In a February 18, 2014 opinion (here), the Court of Appeals held that its earlier ruling in the case “cannot be reconciled” with its own prior case precedent, and therefore the Court vacated its earlier ruling in the K2 Investment Group case. Under the Court’s prior precedent, which as now been revalidated, insurers that have breached the duty to defend are not precluded from relying on other policy exclusions in defending against a suit for indemnification.
The revised ruling in the K2 Investment Group case eliminates a holding that had created confusion in the lower courts and left carriers uncertain how to proceed. A February 18, 2014 memo from Kaufman Dolowich Voluck law firm about the Court of Appeals reversal of its earlier ruling in the K2 Investment Group case can be found here. A February 19, 2014 memo from the Tressler law firm about the case can be found here.
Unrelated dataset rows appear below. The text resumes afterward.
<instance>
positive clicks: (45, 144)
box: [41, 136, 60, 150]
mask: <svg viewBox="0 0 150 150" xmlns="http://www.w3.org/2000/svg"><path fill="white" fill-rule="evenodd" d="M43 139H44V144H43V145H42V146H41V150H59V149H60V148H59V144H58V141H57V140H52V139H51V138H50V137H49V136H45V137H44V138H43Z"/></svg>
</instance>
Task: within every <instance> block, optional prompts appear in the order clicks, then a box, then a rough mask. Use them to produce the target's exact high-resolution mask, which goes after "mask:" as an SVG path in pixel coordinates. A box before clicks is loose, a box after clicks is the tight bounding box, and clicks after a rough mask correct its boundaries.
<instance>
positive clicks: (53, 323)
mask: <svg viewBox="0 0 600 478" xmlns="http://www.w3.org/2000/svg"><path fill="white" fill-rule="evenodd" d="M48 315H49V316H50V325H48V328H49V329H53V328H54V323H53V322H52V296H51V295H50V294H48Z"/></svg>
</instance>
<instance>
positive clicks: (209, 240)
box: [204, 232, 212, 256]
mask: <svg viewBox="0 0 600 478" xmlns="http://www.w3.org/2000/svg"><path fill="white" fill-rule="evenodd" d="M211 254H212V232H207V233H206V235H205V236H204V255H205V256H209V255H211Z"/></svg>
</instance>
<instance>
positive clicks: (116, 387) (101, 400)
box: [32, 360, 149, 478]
The coverage dispute arises from legal malpractice claims that had been filed against Jeffrey Daniels, who was insured under a professional liability policy issued by American Guaranty & Liability Insurance. The insurer denied that it had a duty to defend Daniels. Daniels defaulted on the underlying claim, resulting in the entry of a default judgment against him. The claimant in the underlying claim then sought to enforce the judgment against the insurer. The insurer asserted that the loss was not covered, relying on two exclusions which it contended precluded coverage. Litigation ensured and the coverage dispute ultimately made its way to the New York Court of Appeals.
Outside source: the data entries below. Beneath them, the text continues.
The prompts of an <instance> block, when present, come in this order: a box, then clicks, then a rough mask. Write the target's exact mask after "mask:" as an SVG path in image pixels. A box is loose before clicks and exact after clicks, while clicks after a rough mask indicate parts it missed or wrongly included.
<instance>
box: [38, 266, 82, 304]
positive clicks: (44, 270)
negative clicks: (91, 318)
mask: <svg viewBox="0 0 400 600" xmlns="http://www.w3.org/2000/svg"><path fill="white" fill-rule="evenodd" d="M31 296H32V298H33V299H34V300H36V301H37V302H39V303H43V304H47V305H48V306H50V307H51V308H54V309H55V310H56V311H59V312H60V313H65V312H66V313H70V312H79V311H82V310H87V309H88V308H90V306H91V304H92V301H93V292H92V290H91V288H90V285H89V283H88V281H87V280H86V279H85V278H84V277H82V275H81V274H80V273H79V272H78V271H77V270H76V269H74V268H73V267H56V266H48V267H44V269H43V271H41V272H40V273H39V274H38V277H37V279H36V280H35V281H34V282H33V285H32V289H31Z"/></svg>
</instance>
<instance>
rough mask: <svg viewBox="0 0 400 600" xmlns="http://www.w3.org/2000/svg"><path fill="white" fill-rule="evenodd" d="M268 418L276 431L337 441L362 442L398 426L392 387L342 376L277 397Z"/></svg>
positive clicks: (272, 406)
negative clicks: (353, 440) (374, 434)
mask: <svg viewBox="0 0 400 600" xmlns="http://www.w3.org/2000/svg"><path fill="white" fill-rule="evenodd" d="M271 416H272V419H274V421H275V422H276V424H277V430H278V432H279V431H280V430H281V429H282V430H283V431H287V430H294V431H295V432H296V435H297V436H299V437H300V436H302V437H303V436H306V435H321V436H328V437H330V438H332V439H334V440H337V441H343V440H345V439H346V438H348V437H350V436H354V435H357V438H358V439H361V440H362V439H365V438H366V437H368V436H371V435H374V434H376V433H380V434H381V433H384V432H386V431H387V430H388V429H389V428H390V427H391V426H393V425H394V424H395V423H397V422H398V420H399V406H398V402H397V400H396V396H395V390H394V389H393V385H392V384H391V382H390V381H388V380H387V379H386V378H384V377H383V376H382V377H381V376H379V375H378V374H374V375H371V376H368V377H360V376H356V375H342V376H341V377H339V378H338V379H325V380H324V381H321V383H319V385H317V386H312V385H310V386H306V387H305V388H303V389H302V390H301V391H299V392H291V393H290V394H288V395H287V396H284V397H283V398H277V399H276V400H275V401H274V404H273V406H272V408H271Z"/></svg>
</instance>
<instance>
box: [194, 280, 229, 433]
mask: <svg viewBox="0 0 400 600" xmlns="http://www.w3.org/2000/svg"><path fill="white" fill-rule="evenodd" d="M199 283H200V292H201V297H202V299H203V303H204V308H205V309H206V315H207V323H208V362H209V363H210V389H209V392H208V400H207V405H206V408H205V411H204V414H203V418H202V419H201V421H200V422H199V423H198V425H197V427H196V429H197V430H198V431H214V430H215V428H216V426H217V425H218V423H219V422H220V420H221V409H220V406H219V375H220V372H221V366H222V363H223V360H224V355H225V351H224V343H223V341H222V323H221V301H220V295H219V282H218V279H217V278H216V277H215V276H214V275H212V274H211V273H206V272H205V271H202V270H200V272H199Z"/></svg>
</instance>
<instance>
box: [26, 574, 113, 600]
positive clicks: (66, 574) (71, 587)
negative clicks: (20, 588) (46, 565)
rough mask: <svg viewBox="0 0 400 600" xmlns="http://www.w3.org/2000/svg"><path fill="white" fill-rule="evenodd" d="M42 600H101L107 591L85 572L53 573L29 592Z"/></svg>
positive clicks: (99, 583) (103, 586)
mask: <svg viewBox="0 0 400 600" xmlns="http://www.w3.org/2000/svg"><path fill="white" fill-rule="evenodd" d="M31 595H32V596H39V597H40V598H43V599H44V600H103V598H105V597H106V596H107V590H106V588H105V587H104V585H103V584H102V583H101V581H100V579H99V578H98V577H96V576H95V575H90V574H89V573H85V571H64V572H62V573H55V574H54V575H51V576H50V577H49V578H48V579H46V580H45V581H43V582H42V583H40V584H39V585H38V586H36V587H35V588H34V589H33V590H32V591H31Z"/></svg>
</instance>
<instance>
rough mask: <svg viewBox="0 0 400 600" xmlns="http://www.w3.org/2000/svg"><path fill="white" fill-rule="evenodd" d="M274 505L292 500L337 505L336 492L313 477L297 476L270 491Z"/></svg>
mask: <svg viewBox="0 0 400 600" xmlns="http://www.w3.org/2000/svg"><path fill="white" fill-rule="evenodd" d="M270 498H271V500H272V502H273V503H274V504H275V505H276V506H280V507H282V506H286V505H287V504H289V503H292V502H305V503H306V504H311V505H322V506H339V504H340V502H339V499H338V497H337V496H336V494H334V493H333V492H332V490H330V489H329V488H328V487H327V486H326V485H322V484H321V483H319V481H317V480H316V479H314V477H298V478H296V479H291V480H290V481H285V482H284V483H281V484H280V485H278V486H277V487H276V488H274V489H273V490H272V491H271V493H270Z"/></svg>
As discussed here, in June 2013, the New York Court of Appeals held that having breached its duty to defend, the insurer could not rely on other grounds to contest the duty to indemnify. The Court said that “an insurance company that has disclaimed its duty to defend may litigate only the validity of its disclaimer.” If, the Court said, “the disclaimer is found bad, the insurance company must indemnify the resulting judgment even if policy exclusions would otherwise have negated the duty to indemnify.”
As Joe Monteleone noted on his D&O E&O Monitor Blog (here), the June 2013 decision created confusion in the courts – owing the decision’s apparent conflict with existing New York case law — and left insurers uncertain how to proceed. As discussed in the Kaufman Dolowich memo linked above, the decision also emboldened some policyholders to argue that a breach of the duty to defend stripped an insurer of all rights under the Policy.
Arguing that the June 2013 opinion failed to address existing New York Court of Appeals precedent, the insurer filed a motion for re-argument. Several amici joined the request. The Court agreed to re-hear the case, which was re-argued in January 2014.
In a February 14, 2014 majority opinion written by Judge Robert Smith (who had written the initial opinion in the case in June 2013), the Court held that the earlier opinion in the case “cannot be reconciled” with the Court’s 1985 opinion in the Servidone case, which held that the breach of the duty to defend “does not create coverage” and thus does not prohibit an insurer from relying on applicable policy exclusions. The Court concluded that there was no reason to overrule the Servidone case. Recognizing principles of stare decisis, he Court said that
When our court decides a question of insurance law, insurers and insureds alike should ordinarily be entitled to assume that the decision will remain unchanged unless or until the legislature decides otherwise. In other words, the rule of stare decisis, while it is not inexorable, is strong enough to govern this case.
The Court’s June 2013 opinion in the K2 Investment Group case had been highly criticized by insurer advocates for breaking from existing precedent. For example, in a June 13, 2013 post on its Insurance Law Blog (here), the Traub Lieberman firm said that the Court of Appeals June 2013 opinion in this case “announced a new rule” and that previously “New York courts at both the state and the federal level consistently rejected the notion that by having breached a duty to defend, an insurer is estopped from relying on coverage defenses for purposes of contesting an indemnity obligation.” The June 2013 decision, the law firm memo says, “departs from this long-established jurisprudence.”
The Court of Appeals February 2014, then, eliminates this apparent departure from the established jurisprudence. As the Tressler law firm put it in the memo linked above, if the Court had not overturned its earliler decision, insurers “would have been stuck with a very unsettled landscape on insurance law in New York.”
While the Court of Appeals decisions eliminates a ruling that insurers had found objectionable, it nevertheless continues to be a good idea for carriers to file a declaratory judgment action when taking the position that they have no duty to defend. The Court of Appeals quoted an earlier case stating that insurers are “well advised” to file a declaratory judgment action in those circumstances, which, the Court noted, “continues to be sound advice.”